Voxels - how feasible?

edited 2013 Dec 17 in General
Hello guys

I have been playing Doom and its related games for the first time recently and I have enjoyed Doomsday Engine enormously, and if there is one feature I would love to see added it would be voxels. I have to say I can't stand the look of modern lighting and 3D models in Doom, but I think that the voxel project captures the aesthetic of the 2D sprites perfectly.

I took a look at the issue and from what I have gathered the engine would need to turn the voxel information into a mesh to display with OpenGL. I know that the Polymost renderer by Ken Silverman for Duke Nukem 3D is OpenGL accelerated and supports voxels (there is a voxel pack for Duke 3D as well), so it is possible to display voxels, the question is "how". From what I understand the voxel information needs to be used to build a 3D mesh that can then be used like any other 3D model mesh, and since Doomsday already supports 3D models the meshing itself is the tricky part.

I have found two articles on that topic:
http://0fps.wordpress.com/2012/06/30/me ... raft-game/
http://0fps.wordpress.com/2012/07/07/me ... ft-part-2/

The article discusses four algorithms. The first one is pure brute force, each voxel becomes a cube (six quads) and the second one uses occlusion to hide voxels on the inside, both algorithms are not very good.
The third one is no more than factor 8 times worse than the best possible mesh, it uses a greedy sweepline algorithm to find the smallest mesh in each dimension, reducing the one 3D problem to three 2D problems. The results are pretty good and it still uses quads. The fourth algorithm (second article) uses polygon triangulation, so there are no quads. If that's a good thing or a bad one I can't say. There is also a web demo to compare algorithms:
http://mikolalysenko.github.io/MinecraftMeshes2/

The next problem is the texture. The way it's solved in the article is to simply treat each colour as its own voxel model, but then the mesh will have more faces than it would if everything had the same colour. The voxels from the voxel pack make heavy use of dithering, just like the sprites did, so this would yield results similar to the brute force algorithm. A better idea would be to treat the voxel model as one shape and then use the result to somehow construct a texture that's then applied to the mesh.

What do you guys think?

Comments

  • I think there's a certain Minecraftian charm in voxel objects. It does seem to suit the low-resolution/low-detail Doom maps nicely: http://www.youtube.com/watch?v=4tQIf__O7ik

    However, at the moment I haven't got a clue what would be the best approach to the sprite-to-voxel conversion. I have a feeling that manual work would provide the best results.
  • I didn't mean converting sprites to voxels automatically, that's impossible anyway if you want the model to look good from all sides, I meant displaying already existing voxel packs, like this one:
    http://www.teamhellspawn.com/voxels.htm
  • Displaying them is already possible. Its simply a matter of converting them to MD2/DMD and then writing the necessary definitions as this person has done: https://www.google.co.uk/url?sa=t&rct=j ... 7247,d.ZGU

    Personally, if I were going to implement a dedicated voxel renderer then I would be doing so for things like dynamic geometry deformation and soft body simulations.
  • Cool, does this mean we (I?) should ask the creators of the voxel pack if they can convert the voxels to 3D meshes? Though personally I think doing the conversion on the fly by the engine would be more flexible, otherwise each time the voxel pack is updated someone has to convert it all over again. Of course only if the conversion algorithm is fast enough, that's why I wanted to hear the opinion of the developers.

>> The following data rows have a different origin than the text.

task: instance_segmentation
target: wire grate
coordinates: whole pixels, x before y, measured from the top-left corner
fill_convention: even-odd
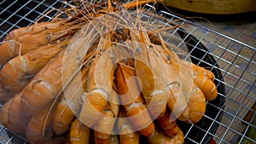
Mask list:
[[[14,29],[27,26],[44,15],[42,20],[50,20],[54,13],[50,9],[67,6],[61,0],[3,0],[0,2],[0,42]],[[149,9],[150,5],[148,5]],[[207,110],[216,111],[214,117],[206,114],[204,124],[189,125],[184,133],[188,143],[204,143],[207,137],[212,137],[217,143],[256,143],[255,137],[247,135],[255,126],[256,101],[256,48],[237,41],[232,37],[218,33],[166,11],[158,14],[170,20],[179,20],[177,25],[184,26],[179,31],[184,31],[195,37],[197,42],[186,43],[191,47],[191,59],[197,64],[207,66],[210,70],[219,71],[223,76],[215,79],[218,88],[224,85],[224,93],[218,96],[225,99],[223,105],[207,103]],[[186,35],[188,37],[189,35]],[[186,37],[183,37],[185,42]],[[201,49],[203,44],[207,49]],[[195,55],[195,53],[200,54]],[[207,59],[212,57],[216,62],[211,63]],[[2,105],[0,104],[2,107]],[[248,112],[252,117],[245,118]],[[219,119],[222,117],[221,119]],[[212,129],[216,127],[216,131]],[[218,129],[217,129],[218,127]],[[195,140],[192,134],[202,131],[200,140]],[[26,143],[26,140],[14,134],[0,125],[0,143]]]

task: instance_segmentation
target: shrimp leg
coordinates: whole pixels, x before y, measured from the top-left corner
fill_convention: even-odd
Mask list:
[[[89,144],[90,129],[75,118],[71,124],[70,144]]]

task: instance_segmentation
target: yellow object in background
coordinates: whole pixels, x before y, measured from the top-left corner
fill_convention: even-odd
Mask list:
[[[165,5],[204,14],[241,14],[256,11],[256,0],[163,0]]]

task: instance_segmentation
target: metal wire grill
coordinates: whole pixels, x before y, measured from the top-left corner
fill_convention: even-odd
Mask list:
[[[29,26],[42,15],[44,15],[44,20],[50,20],[55,14],[49,14],[48,11],[63,5],[66,3],[61,0],[0,2],[0,42],[12,30]],[[152,7],[148,5],[148,8]],[[219,107],[207,103],[207,111],[217,111],[216,115],[213,118],[208,114],[204,116],[208,119],[206,121],[207,127],[189,125],[184,133],[186,141],[205,143],[204,139],[210,135],[217,143],[256,143],[255,138],[247,135],[251,130],[256,130],[255,109],[253,108],[256,100],[255,45],[247,45],[166,11],[159,11],[158,14],[170,20],[179,20],[175,24],[185,26],[181,31],[185,30],[197,39],[194,43],[188,43],[183,37],[184,42],[190,44],[192,58],[197,64],[206,65],[210,70],[218,70],[223,75],[223,78],[219,77],[215,81],[218,88],[224,85],[224,95],[219,93],[218,96],[225,101]],[[190,26],[186,26],[188,25]],[[201,49],[201,43],[207,49]],[[209,55],[216,60],[215,63],[207,60]],[[245,118],[248,112],[252,117]],[[212,130],[213,127],[218,127],[217,131]],[[196,133],[196,130],[204,132],[200,141],[191,136],[191,133]],[[26,140],[0,125],[0,143],[26,143]]]

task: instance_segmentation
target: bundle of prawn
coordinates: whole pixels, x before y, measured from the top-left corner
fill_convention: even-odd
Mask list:
[[[177,121],[201,119],[214,75],[190,61],[170,32],[178,26],[128,9],[142,2],[11,32],[0,45],[2,124],[30,143],[183,143]]]

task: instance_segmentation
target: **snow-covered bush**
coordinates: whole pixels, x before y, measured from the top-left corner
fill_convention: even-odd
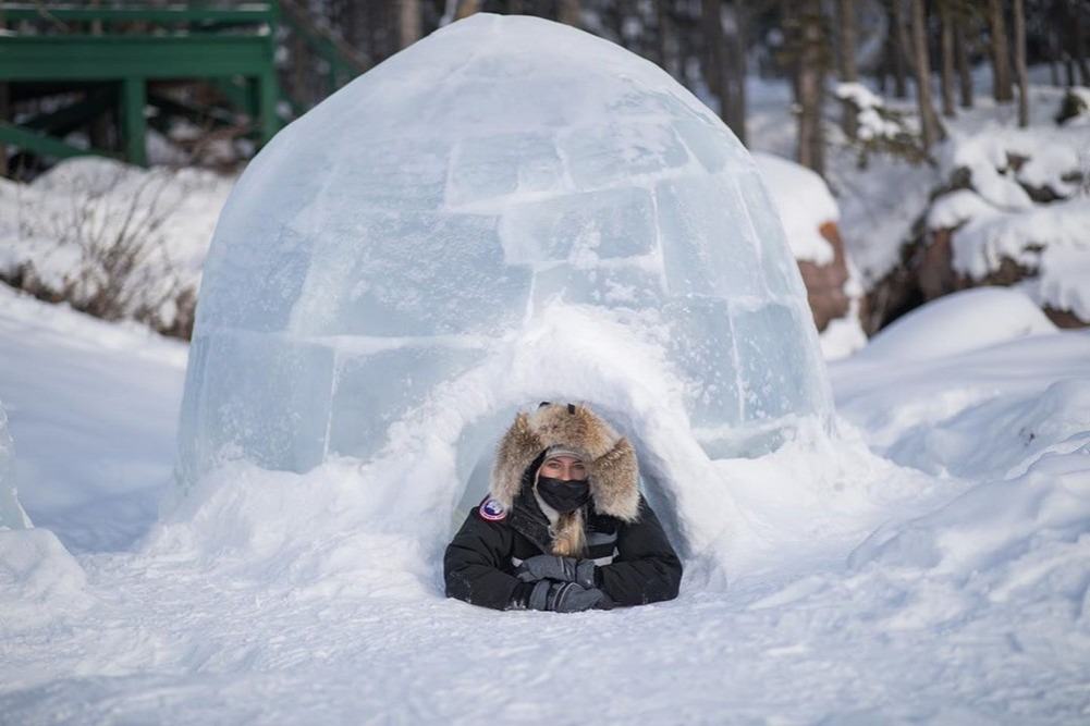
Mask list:
[[[936,274],[925,291],[1018,285],[1063,325],[1090,323],[1090,125],[992,128],[955,137],[952,191],[925,225]]]
[[[111,320],[187,337],[215,215],[231,181],[80,158],[0,181],[0,279]]]

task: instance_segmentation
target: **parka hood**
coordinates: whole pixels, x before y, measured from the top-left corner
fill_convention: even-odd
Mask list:
[[[520,412],[504,435],[492,470],[491,495],[510,508],[522,475],[546,449],[576,451],[586,465],[594,508],[634,522],[640,511],[640,469],[628,439],[593,411],[577,403],[542,403]]]

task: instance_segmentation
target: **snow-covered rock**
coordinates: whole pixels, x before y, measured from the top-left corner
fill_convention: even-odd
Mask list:
[[[784,221],[825,359],[848,355],[867,343],[860,326],[863,289],[845,255],[836,199],[825,181],[801,165],[773,154],[756,153],[753,160]]]
[[[967,187],[925,218],[917,276],[925,299],[1017,283],[1054,322],[1090,324],[1090,129],[989,128],[956,136],[944,161]]]

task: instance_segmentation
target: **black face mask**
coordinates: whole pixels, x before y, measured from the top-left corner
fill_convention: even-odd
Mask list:
[[[591,500],[591,485],[586,480],[566,482],[562,479],[538,475],[537,494],[549,507],[567,515]]]

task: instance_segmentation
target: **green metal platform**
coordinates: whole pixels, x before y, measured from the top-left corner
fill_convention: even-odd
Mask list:
[[[5,27],[0,29],[0,84],[5,85],[5,97],[74,99],[17,123],[0,116],[0,144],[40,157],[100,154],[146,165],[148,106],[179,111],[178,104],[149,95],[149,85],[162,82],[199,82],[215,88],[249,117],[252,137],[264,144],[287,120],[278,111],[305,110],[277,80],[281,24],[328,65],[329,93],[366,70],[364,61],[337,38],[308,26],[305,13],[287,2],[90,7],[0,0],[0,28]],[[83,148],[63,141],[107,110],[121,148]]]

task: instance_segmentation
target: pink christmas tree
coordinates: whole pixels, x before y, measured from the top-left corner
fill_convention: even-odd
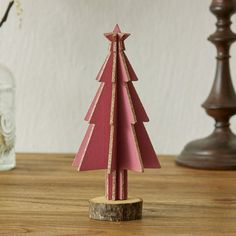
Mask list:
[[[105,34],[110,50],[97,76],[100,87],[85,117],[89,127],[73,162],[79,171],[107,169],[108,200],[127,199],[128,170],[160,168],[143,124],[149,119],[132,83],[137,76],[124,53],[129,35],[118,25]]]

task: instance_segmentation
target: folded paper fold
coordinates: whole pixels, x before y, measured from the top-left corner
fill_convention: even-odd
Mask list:
[[[110,52],[97,80],[101,83],[85,116],[88,130],[73,165],[79,171],[107,169],[106,197],[127,198],[127,170],[160,168],[143,122],[149,121],[132,84],[137,76],[124,53],[118,25],[105,34]]]

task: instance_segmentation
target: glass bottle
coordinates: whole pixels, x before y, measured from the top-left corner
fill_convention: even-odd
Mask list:
[[[0,64],[0,171],[15,165],[15,81],[11,71]]]

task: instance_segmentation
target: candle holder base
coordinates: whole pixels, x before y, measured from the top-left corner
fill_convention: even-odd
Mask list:
[[[236,135],[230,130],[188,143],[176,163],[197,169],[236,169]]]

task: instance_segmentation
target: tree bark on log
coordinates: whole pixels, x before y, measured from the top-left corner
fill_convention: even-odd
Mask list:
[[[89,217],[104,221],[138,220],[142,218],[142,205],[140,198],[111,201],[97,197],[89,200]]]

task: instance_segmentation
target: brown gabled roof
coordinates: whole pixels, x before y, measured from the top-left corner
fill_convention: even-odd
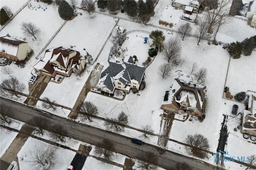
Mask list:
[[[20,44],[23,43],[27,43],[26,42],[6,36],[0,37],[0,41],[1,41],[1,42],[8,43],[15,46],[19,45]]]

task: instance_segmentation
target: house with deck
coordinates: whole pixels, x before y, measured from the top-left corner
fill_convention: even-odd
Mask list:
[[[131,57],[126,62],[109,61],[100,74],[97,88],[110,94],[116,89],[127,93],[133,88],[139,90],[146,68],[133,62]]]
[[[172,89],[165,92],[161,108],[167,111],[200,117],[204,114],[206,90],[205,86],[175,78]]]
[[[57,74],[69,77],[72,72],[81,73],[86,64],[85,59],[79,52],[61,46],[46,50],[33,67],[36,71],[52,77]]]
[[[0,37],[0,56],[14,61],[24,60],[31,51],[28,43],[7,34]]]
[[[240,132],[256,136],[256,96],[249,97],[248,110],[244,110],[242,116]]]

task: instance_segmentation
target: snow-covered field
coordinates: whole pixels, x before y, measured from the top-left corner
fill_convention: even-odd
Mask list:
[[[256,51],[253,51],[249,56],[230,59],[226,86],[233,96],[242,91],[256,91]]]
[[[0,157],[2,157],[4,154],[17,135],[17,132],[9,131],[2,127],[0,128]]]

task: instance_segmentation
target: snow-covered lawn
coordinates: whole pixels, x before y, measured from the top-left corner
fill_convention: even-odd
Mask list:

    EDIT: just to clarify, I was only talking about voxels for replacing the static objects like pickups and stuff like pillars or switches, not dynamic geometry or deformable terrain. Basically like this:
    http://www.youtube.com/watch?v=CAdOkSVGwfA
  • Converting a typical voxel model to an MD2 model takes mere seconds. It is not something I would worry about personally. Also, it makes far more sense to do the conversion once and distribute the result rather than require everyone to convert every single time they want to use those models.
  • edited 2022 Oct 4
    sorry for bringing this very very old thread back to live.... but it looks like there is a new DOOM project regarding voxels

    Voxel Doom 1.0

    Youtube Channel


    Compared to the older ones the author is also creating replacements for the monsters, gibs, corpses etc. The voxel dor DOOM are done and he is currently working on the DOOM II stuff.

    I'm wondering if the current or future doomsday renderer could / would make use of this mod....


  • I pretend to work on that if there isn't anyone already doing it, I will probably convert the voxels to MD2 since there's no reason to use the kvx format if not on software renderer on low resolutions, both things that DE doesn't support.